LIVED THROUGH THIS
My Kid Is One in a Million. Literally
When your child doesn’t fit in a neat box, parenting can feel like an extreme sport — and school is often the ultimate challenge
--
That morning, I was one of the parents unable to hold back tears as our kindergarteners closed out the school year with a performance of “Count On Me,” a song by Bruno Mars. This being 2016, their big smiles were in full display, all baby teeth and pride in their colorful Hawaiian shirts and plastic sunglasses. Unlike with the other parents, my tears weren’t prompted by the cuteness of the situation — which was definitely overwhelming.

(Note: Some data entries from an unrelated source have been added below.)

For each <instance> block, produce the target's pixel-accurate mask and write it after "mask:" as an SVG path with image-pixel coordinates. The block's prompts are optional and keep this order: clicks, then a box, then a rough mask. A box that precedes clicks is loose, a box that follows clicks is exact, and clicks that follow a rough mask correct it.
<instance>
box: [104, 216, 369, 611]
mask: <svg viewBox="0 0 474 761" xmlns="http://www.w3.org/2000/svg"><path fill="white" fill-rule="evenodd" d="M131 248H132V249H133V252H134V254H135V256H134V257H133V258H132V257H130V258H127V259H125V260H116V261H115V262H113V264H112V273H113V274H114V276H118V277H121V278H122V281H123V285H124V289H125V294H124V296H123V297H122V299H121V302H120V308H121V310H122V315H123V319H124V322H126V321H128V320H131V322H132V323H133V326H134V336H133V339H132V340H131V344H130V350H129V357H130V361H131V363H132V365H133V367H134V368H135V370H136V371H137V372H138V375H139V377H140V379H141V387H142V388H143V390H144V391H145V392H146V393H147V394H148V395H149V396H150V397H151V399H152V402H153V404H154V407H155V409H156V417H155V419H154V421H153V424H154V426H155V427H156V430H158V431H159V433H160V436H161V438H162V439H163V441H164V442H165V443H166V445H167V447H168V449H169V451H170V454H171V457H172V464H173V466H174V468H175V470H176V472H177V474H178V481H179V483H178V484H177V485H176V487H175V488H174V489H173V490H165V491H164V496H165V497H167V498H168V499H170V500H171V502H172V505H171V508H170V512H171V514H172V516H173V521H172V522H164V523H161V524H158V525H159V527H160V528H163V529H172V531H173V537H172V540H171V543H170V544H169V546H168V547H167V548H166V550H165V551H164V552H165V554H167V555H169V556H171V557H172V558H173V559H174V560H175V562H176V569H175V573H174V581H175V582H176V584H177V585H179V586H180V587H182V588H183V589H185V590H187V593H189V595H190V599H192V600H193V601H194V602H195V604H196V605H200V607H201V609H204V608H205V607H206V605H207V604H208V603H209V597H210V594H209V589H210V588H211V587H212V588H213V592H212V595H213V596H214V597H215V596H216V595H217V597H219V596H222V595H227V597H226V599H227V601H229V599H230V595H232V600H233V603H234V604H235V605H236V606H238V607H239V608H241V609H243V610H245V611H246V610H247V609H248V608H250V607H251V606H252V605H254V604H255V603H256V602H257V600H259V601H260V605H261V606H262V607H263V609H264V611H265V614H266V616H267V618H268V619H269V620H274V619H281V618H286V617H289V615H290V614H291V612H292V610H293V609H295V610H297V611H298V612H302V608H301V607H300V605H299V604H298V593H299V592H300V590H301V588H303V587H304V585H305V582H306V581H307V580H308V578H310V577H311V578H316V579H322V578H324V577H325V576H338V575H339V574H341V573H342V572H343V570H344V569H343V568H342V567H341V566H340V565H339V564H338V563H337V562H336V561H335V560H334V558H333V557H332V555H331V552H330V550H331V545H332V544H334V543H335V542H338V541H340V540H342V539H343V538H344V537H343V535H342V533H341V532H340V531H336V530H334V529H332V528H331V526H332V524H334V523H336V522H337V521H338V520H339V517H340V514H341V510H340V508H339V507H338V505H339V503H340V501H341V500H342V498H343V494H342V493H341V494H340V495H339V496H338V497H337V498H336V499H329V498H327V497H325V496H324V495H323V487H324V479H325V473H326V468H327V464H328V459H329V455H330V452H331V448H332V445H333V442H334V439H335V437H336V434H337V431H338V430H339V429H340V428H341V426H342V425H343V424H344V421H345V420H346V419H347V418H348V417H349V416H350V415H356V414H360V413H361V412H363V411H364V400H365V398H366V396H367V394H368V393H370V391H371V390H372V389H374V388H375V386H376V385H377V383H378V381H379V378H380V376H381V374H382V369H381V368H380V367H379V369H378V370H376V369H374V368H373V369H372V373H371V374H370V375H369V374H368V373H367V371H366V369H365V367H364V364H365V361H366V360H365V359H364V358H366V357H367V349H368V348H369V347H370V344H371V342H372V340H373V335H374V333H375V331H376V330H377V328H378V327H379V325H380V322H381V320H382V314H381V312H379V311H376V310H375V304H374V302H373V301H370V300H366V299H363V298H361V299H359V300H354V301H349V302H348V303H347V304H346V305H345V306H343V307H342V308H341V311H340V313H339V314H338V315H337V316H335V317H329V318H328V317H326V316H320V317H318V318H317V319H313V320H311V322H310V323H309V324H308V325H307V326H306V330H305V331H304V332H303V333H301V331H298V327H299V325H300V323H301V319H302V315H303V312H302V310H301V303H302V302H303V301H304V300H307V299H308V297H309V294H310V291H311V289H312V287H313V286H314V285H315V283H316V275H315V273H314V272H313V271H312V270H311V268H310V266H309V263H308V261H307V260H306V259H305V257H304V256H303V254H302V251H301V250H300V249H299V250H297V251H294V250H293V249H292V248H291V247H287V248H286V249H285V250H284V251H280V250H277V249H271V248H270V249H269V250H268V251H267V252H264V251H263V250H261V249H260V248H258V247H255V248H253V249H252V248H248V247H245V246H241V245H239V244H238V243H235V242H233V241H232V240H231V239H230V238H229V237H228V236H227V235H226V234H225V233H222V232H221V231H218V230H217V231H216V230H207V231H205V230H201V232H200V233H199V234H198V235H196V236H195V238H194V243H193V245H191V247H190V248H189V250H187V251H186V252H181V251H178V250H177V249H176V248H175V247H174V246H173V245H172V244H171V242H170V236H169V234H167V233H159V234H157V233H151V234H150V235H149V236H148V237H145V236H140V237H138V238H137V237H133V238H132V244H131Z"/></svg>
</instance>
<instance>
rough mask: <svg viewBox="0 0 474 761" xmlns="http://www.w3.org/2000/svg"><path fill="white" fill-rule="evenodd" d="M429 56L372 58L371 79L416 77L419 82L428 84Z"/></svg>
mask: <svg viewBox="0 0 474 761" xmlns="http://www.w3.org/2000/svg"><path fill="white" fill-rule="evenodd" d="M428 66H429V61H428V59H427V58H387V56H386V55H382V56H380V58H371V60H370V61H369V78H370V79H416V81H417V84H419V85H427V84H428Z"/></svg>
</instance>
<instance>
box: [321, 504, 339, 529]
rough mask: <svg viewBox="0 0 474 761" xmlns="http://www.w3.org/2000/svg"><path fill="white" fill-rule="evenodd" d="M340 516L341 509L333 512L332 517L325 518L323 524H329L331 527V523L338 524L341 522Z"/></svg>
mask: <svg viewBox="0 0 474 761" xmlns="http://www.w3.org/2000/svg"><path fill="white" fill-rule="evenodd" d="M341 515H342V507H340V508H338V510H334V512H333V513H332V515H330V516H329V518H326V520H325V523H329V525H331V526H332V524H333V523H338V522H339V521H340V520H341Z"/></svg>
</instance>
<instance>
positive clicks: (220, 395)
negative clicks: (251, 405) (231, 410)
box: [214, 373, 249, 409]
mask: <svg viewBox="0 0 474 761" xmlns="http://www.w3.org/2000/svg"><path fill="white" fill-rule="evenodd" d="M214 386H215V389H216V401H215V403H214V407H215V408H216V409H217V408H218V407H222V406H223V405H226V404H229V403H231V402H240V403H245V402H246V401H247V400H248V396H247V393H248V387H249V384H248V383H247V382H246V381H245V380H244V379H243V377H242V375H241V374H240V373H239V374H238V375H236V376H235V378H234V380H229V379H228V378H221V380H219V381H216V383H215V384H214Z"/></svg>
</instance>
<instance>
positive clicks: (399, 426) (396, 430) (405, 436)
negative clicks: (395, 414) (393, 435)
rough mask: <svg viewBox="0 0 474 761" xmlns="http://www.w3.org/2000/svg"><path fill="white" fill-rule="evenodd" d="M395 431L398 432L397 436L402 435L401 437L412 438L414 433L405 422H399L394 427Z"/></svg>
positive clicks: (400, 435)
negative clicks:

What did me in was a sudden, emotional rush that I was powerless against. The struggle of the last 10 months came down on me like a torrential rain as I watched my six-year-old sway his hips to the music. “You can count on me like one, two, three… I’ll be there.” Kindergarten is supposed to be a magical year of finger painting, stick figures, and first friends. For my sweet boy, it had been a daily uphill battle that he had no chance of winning.
My son has ACTG1-associated Baraitser-Winter syndrome. It is a rare genetic condition that presents with progressive hearing loss, development delays, and neurological differences. It doesn’t exactly roll off the tongue — with a name like that, you’d think the poor kid might have sprouted a second head, but on the surface he’s a fairly normal child. Whatever “normal” means.
I didn’t know any of this yet as I watched him sing that morning at the auditorium — he would be diagnosed two months later. What I knew was that New York City had broken my heart as it embraced my neurotypical older son but turned its back on this bright neurodivergent boy. Naively, I had assumed that this epicenter of diversity and progressive values would be the place for a child like him to thrive. A couple of weeks before the performance, the elementary school he attended, where the word “inclusion” flowed as freely as fidget spinners, had politely showed him the door by recommending he attend a program for intellectually disabled children. Which made no sense for him at all. We love inclusion! Let’s include everybody in our public schools! Just, uh, just not those kids.